OTHER ROUTING
Thoughts on Open/R
Since Facebook has released their Open/R routing platform, there has been a lot of chatter around whether or not it will be a commercial success, whether or not every hyperscaler should use the protocol, whether or not this obsoletes everything in routing before this day in history, etc., etc. I will begin with a single point.
[time-span]
If you haven’t found the tradeoffs, you haven’t looked hard enough.
Design is about tradeoffs. Protocol design is no different than any other design. Hence, we should expect that Open/R makes some tradeoffs. I know this might be surprising to some folks, particularly in the crowd that thinks every new routing system is going to be a silver bullet that solved every problem from the past, that the routing singularity has now occurred, etc. I’ve been in the world of routing since the early 1990’s, perhaps a bit before, and there is one thing I know for certain: if you understand the basics, you would understand there is no routing singularity, and there never will be—at least not until someone produces a quantum wave routing protocol.
Ther reality is you always face one of two choices in routing: build a protocol specifically tuned to a particular set of situations, which means application requirements, topologies, etc., or build a general purpose protocol that “solves everything,” at some cost. BGP is becoming the latter, and is suffering for it. Open/R is an instance of the former.
Which means the interesting question is: what are they solving for, and how? Once you’ve answered this question, you can then ask: would this be useful in my network?
A large number of the points, or features, highlighted in the first blog post are well known routing constructions, so we can safely ignore them. For instance: IPv6 link local only, graceful restart, draining and undraining nodes, exponential backoff, carrying random information in the protocol, and link status monitoring. These are common features of many protocols today, so we don’t need to discuss them. There are a couple of interesting features, however, worth discussing.
Dynamic Metrics. EIGRP once had dynamic metrics, and they were removed. This simple fact always makes me suspicious when I see dynamic metrics touted as a protocol feature. Looking at the heritage of Open/R, however, dynamic metrics were probably added for one specific purpose: to support wireless networks. This functionality is, in fact, provided through DLEP, and supported in OLSR, MANET extended OSPF, and a number of other MANET control planes. Support DLEP and dynamic metrics based on radio information was discussed at the BABEL working group at the recent Singapore IETF, in fact, and the BABEL folks are working on integration dynamic metrics for wireless. So this feature not only makes sense in the wireless world, it’s actually much more widespread than might be apparent if you are looking at the world from an “Enterprise” point of view.

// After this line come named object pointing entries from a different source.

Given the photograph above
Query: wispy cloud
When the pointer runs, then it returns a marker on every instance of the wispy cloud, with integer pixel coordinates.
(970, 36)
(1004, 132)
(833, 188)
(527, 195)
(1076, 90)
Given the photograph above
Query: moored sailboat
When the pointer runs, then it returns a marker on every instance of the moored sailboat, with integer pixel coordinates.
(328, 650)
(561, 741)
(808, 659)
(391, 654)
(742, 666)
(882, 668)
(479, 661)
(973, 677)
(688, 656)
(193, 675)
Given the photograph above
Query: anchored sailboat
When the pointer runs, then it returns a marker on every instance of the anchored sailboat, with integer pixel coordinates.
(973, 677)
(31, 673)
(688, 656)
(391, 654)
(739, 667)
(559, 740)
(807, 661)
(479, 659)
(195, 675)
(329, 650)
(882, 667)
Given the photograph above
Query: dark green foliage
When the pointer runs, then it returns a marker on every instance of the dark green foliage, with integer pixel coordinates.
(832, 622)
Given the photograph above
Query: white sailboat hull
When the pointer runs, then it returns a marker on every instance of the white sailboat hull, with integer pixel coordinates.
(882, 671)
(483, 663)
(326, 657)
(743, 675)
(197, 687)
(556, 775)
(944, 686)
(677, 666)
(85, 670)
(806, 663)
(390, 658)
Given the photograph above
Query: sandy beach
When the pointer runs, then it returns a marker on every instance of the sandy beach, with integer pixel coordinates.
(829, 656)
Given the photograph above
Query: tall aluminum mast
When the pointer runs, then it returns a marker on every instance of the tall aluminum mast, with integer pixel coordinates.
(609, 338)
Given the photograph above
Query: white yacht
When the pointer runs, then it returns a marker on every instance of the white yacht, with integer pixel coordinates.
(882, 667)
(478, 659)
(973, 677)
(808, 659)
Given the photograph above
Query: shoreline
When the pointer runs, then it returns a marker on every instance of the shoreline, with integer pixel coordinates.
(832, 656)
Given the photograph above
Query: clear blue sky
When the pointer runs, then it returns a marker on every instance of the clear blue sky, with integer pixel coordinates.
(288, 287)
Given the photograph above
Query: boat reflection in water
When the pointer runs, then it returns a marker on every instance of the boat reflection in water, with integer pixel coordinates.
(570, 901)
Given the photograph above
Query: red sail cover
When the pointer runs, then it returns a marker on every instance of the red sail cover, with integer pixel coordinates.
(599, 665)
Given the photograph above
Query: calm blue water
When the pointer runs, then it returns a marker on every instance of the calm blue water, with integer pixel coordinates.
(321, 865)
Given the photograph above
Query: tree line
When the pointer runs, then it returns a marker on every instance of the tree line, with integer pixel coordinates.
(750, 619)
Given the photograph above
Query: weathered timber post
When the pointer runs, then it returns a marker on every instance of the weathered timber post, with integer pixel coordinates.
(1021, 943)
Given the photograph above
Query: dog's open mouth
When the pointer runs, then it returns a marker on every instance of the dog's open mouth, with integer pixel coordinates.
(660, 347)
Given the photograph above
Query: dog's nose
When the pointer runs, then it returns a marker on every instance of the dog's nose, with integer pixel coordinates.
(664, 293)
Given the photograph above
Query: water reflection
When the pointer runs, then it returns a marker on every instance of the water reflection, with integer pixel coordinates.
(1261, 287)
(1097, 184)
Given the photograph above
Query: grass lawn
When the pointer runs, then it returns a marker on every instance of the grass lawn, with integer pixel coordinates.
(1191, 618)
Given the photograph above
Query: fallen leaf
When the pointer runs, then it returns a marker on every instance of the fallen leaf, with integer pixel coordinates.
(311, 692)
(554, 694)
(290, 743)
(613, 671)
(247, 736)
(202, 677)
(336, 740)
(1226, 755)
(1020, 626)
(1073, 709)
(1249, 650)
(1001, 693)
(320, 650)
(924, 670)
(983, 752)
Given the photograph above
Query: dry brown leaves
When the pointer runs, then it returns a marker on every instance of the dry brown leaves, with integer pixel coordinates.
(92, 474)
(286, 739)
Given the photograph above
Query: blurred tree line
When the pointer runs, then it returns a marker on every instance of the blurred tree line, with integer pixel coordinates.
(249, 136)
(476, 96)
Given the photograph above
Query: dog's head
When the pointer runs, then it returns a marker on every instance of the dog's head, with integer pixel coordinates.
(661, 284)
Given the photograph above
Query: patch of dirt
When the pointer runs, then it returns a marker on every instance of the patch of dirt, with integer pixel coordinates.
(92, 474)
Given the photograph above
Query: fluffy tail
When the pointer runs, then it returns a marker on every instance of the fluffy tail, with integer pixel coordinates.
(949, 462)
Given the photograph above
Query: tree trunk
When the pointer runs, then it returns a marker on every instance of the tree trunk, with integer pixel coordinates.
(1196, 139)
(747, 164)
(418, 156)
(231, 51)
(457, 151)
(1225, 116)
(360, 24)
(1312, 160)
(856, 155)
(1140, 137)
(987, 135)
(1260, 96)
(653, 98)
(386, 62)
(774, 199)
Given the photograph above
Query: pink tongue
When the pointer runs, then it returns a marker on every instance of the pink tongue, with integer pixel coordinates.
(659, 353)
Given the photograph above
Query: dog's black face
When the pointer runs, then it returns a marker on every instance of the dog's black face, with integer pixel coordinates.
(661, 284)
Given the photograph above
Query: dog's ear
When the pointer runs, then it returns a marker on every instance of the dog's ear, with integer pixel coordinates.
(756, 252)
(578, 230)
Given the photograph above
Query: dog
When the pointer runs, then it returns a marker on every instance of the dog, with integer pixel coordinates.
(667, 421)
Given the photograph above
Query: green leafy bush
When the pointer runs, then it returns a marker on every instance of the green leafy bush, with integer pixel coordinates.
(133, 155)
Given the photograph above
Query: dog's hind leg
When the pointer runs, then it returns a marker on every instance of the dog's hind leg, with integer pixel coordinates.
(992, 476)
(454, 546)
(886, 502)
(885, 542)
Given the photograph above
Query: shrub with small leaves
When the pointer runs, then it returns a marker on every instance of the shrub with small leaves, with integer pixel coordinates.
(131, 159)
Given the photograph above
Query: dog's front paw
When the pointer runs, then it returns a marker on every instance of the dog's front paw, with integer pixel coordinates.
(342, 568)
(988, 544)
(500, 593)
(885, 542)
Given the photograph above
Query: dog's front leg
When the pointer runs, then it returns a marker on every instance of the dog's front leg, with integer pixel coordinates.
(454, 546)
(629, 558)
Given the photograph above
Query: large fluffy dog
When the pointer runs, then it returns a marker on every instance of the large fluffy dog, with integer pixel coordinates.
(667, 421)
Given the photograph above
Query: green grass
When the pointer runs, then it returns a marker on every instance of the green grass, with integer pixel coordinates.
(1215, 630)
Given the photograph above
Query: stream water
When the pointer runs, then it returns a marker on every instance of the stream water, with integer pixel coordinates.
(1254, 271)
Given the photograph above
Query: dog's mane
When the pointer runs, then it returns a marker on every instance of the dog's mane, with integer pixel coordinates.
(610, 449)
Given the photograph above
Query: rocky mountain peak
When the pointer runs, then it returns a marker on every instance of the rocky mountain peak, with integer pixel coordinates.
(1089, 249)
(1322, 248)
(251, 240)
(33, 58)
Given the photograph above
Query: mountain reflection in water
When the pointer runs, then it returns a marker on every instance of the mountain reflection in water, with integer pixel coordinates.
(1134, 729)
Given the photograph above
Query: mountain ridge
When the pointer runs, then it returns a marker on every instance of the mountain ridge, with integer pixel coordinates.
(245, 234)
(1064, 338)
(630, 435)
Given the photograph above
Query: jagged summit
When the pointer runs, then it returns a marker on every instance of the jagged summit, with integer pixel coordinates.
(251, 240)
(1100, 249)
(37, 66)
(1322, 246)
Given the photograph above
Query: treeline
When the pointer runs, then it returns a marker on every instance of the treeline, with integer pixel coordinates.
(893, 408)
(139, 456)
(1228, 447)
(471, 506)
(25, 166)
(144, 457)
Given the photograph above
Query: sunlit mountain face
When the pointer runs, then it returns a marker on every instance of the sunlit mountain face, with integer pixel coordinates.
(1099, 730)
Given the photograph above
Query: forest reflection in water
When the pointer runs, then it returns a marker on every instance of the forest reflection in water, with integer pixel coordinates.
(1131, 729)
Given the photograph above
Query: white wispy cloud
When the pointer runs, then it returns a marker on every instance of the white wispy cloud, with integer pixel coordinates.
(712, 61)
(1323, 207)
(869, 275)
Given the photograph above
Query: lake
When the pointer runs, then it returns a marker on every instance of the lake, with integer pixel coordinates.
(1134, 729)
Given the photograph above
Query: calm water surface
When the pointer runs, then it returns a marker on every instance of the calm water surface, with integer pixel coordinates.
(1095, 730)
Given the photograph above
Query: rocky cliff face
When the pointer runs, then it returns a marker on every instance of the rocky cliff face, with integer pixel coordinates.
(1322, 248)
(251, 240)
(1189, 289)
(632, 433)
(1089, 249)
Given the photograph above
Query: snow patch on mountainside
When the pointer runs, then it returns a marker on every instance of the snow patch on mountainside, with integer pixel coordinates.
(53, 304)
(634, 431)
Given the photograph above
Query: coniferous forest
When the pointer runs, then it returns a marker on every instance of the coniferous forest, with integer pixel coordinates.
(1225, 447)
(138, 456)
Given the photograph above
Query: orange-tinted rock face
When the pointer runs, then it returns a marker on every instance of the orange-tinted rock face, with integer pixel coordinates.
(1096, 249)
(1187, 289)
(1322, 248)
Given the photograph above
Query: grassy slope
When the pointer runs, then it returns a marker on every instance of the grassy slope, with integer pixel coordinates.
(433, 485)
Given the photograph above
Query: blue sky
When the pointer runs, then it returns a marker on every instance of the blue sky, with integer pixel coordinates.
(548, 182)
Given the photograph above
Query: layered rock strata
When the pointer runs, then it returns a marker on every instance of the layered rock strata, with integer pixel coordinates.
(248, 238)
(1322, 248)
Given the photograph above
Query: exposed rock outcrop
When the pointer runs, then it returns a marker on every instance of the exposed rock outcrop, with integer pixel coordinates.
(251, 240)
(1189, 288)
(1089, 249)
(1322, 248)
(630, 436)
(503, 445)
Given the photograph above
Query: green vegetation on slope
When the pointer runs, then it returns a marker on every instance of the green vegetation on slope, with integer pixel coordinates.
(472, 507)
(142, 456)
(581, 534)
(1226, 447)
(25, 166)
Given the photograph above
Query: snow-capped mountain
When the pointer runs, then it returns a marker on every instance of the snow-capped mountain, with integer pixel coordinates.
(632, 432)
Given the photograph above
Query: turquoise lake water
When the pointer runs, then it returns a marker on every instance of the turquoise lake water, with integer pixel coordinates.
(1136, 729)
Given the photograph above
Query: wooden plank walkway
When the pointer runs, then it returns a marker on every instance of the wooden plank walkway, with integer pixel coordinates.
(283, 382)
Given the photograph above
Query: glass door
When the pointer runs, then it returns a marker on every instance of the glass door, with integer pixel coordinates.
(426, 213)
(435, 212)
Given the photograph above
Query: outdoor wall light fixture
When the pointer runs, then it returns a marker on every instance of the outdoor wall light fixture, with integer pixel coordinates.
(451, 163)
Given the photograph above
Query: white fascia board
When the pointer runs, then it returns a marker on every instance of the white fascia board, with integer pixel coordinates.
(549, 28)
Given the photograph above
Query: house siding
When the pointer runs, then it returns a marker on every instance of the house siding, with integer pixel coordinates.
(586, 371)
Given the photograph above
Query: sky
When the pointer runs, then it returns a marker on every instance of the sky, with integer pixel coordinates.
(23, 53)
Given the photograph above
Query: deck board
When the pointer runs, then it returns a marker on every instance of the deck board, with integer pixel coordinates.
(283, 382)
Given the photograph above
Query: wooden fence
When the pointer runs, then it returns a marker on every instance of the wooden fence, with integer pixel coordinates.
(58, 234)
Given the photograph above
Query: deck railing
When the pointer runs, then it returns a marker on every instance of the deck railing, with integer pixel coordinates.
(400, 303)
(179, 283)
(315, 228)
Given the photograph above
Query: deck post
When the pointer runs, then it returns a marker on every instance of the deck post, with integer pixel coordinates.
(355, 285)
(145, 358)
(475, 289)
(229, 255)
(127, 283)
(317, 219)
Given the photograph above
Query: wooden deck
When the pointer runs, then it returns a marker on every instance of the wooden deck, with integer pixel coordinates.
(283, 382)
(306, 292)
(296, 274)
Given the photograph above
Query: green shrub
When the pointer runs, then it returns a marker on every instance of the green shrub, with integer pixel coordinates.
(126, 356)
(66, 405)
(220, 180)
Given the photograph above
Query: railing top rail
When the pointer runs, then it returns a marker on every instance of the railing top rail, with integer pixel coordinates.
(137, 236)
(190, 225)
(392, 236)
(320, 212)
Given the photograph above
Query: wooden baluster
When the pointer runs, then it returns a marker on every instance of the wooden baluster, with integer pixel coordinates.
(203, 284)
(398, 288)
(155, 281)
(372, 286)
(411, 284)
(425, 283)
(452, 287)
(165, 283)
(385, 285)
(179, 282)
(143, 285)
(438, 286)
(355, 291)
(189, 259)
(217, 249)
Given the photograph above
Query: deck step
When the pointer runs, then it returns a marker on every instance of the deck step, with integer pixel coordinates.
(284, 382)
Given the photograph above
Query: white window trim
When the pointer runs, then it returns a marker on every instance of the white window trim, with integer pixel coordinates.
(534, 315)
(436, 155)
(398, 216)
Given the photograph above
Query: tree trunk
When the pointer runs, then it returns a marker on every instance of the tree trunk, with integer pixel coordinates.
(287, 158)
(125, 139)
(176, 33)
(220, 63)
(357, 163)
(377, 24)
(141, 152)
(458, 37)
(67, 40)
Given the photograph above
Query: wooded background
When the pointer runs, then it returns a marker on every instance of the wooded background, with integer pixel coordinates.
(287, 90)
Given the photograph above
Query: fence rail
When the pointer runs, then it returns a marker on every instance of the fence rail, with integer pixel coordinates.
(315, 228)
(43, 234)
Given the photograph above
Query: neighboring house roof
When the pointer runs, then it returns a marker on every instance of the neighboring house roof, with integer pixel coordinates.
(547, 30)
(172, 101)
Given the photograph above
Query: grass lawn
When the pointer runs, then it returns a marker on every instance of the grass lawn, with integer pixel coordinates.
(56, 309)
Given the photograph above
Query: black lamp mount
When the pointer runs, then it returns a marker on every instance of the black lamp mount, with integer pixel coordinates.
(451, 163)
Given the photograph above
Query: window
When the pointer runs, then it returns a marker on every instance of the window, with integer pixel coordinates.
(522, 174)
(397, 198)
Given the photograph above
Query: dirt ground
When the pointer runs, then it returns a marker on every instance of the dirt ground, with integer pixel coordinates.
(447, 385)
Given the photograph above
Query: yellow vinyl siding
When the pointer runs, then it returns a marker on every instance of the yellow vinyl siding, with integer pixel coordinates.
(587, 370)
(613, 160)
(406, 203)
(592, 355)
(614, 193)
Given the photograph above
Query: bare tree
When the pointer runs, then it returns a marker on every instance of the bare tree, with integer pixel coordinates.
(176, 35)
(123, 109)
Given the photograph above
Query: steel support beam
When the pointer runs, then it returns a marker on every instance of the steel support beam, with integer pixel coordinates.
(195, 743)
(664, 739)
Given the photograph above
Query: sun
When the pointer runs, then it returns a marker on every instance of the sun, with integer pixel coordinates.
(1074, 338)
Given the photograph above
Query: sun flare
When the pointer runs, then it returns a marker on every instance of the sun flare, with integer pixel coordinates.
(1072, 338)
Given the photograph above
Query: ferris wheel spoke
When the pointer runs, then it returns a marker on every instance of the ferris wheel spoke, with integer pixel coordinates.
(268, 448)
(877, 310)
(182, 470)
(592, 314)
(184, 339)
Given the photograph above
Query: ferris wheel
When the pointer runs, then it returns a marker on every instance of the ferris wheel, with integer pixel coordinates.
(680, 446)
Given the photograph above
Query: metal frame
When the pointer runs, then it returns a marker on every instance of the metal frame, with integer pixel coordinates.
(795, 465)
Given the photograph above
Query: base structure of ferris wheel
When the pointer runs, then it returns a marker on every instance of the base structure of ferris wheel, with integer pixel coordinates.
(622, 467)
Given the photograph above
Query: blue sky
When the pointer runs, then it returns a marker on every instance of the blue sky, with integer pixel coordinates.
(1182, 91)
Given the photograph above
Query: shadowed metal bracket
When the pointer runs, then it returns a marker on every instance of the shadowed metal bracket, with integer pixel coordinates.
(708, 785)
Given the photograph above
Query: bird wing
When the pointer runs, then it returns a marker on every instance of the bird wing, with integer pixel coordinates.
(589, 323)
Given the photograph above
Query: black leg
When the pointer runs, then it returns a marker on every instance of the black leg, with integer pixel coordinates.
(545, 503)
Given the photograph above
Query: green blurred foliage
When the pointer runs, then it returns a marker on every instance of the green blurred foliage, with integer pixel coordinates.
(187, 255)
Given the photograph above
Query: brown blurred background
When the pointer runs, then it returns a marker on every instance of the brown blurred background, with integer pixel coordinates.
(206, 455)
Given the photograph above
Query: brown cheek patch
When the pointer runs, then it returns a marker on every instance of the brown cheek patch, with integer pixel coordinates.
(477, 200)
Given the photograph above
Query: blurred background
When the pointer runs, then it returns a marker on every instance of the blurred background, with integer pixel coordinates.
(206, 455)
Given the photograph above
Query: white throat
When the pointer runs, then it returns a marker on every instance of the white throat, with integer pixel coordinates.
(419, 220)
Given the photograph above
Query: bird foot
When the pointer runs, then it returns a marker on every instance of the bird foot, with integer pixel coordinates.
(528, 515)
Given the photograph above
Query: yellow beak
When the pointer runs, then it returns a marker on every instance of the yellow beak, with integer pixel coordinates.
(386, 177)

But while this is useful, would you want this in your data center fabric? I’m not certain you would. I would argue dynamic metrics are actually counter productive in a fabric. What you want, instead, is basic reachability provided by the distributed control plane (routing protocol), and some sort of controller that sits on top using an overlay sort of mechanism to do traffic engineering. You don’t want this sort of policy stuff in a routing protocol in a contained environment like a fabric.
Which leads us to our second point: The API for the controller. This is interesting, but not strictly new. Openfabric, for instance, already postulates such a thing, and the entire I2RS working group in the IETF was formed to build such an interface (though it has strayed far from this purpose, as usual with IETF working groups). The really interesting thing, though, is this: this southbound interface is built into the routing protocol itself. This design decision makes a lot of sense in a wireless network, but, again, I’m not certain it does in a fabric.
Why not? It ties the controller architecture, including the southbound interface, to the routing protocol. This reduced component flexibility, which means it is difficult to replace one piece without replacing the other. If you wanted to replace the basic functionality of Open/R without replacing the controller architecture at some point int he future, you must hack your way around this problem. In a monolithic system like Facebook, this might be okay, but in most other network environments, it’s not. In other words, this is a rational decision for Open/R, but I’m not certain it can, or should, be generalized.
This leads to a third observation: This is a monolithic architecture. While in most implementations, there is a separate RIB, FIB, and interface into the the forwarding hardware, Open/R combines all these things into a single system. In any form of Linux based network operating system, for instance, the routing processes install routes into Zebra, which then installs routes into the kernel and notifies processes about routes through the Forwarding Plane Manager (FPM). Some external process (switchd in Cumulus Linux, SWSS in SONiC), then carry this routing information into the hardware.
Open/R, from the diagrams in the blog post, pushes all of this stuff, including the southbound interface from the controller, into a different set of processes. The traditional lines are blurred, which means the entire implementation acts as a single “thing.” You are not going to take the BGP implementation from snaproute or FR Routing and run it on top of Open/R without serious modification, nor are you going to run Open/R on ONL or SONiC or Cumulus Linux without serious modification (or at least a lot of duplication of effort someplace).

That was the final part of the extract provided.